Parmi les raisons avancées par ceux qui promeuvent cette approche, l’influence du street art et de son impact visuel est évoqué. Son esthétique et l’habillage des rues auquel il contribue offriraient à la publicité une version moins intrusive d’elle-même avec une meilleure écoute des attentes du public. Quand bien même le coût de ces publicités est-il plus important, leur circulation dans les réseaux sociaux serait favorable à une plus grande pérennité des messages, au-delà donc de la durée matérielle de leur installation. Dans une vidéo de franceinfo de 2017, on entend le créateur de l’agence Colossal, le peintre Paul Lindhal, qui explique avoir dû argumenter pour convaincre du bien-fondé de sa démarche. Le succès de son agence semble lui donner raison.
Parmi les nombreux autres exemples, l’utilisation de la peinture murale par la firme Coca-Cola s’inscrit dans une histoire à large portée. À la fin du XIXe siècle, la marque utilise ce procédé dont il reste un exemple qui date de 1894 et qui a été peint sur le mur d’un drugstore, à Cartersville, par James Couden, vendeur de Coca‑Cola. Ce logo est considéré comme étant un précurseur « des panneaux publicitaires qui seront utilisés comme outils de promotion aux États-Unis à partir de 1925 ».

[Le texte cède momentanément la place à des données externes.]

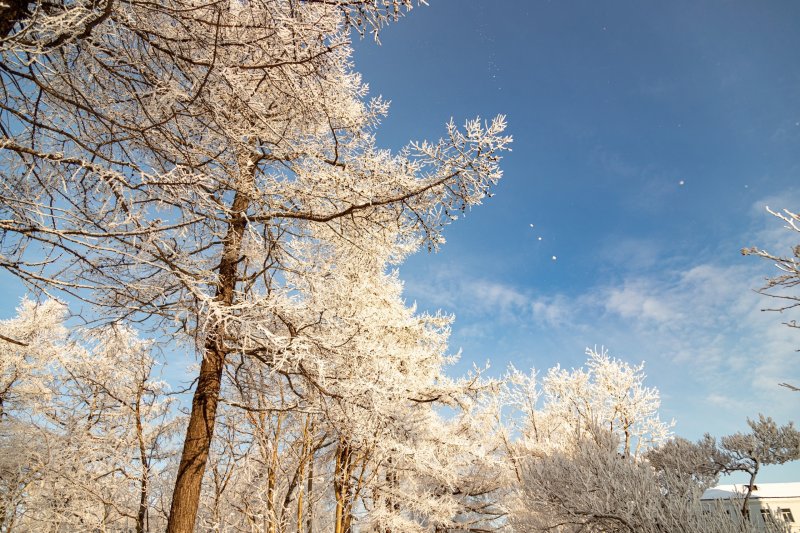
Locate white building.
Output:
[701,483,800,533]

La rénovation de cette publicité, son indexation et sa circulation plurielle témoignent d’un mouvement de patrimonialisation des artefacts publicitaires, comme évoqué plus haut, et qui est aussi au cœur du contenu éditorial de l’ouvrage promotionnel Delicious and refreishing. Georgia’s Vintage Coca-Cola Wall Signs (Robert Wilson, Lightning Source). S’appuyant sur une histoire de la marque et de son imaginaire souvent mis en scène, Coca-Cola surfe sur la vague nostalgique tout en adoptant les codes esthétiques et formels du street art. En 2021, une campagne a par exemple été lancée dans les villes de Gand et de Bruxelles en Belgique et dont les ressorts sont présentés sur le site pub50. Intitulée « One Coke Away From Each Other », la campagne a impliqué des artistes ou collectifs du pays : Arnaud Hermant, Smok, Gltich. Si ces campagnes font écho aux aspirations du moment par rapport à la façon dont elles occupent l’espace public, elles profitent aussi des pratiques que les usagers font des réseaux sociaux et qui consistent à relayer abondamment les clichés pris en différentes lieux, dont ceux relatifs aux peintures commerciales. Il en est ainsi de cette ancienne devanture de Reykjavik en Islande dont les couleurs vives de la marque Coca-Cola se mêlent parfaitement à celles des façades des bâtiments de la ville.
Conclusion
L’intérêt pour les anciennes réclames murales et le retour de cette pratique en certains pays n’empêcheront pas la disparition de beaucoup des traces encore visibles. Logiquement, la destruction de bâtiments ou le ravalement de façades signeront l’effacement de beaucoup. C’est la raison pour laquelle les initiatives institutionnelles ou privées qui collectent et archivent les photographies de ces témoins du passé contribuent à transmettre des marqueurs économiques particuliers. A travers l’archivage numérique, ils sompensent une perte physique forcément inéluctable.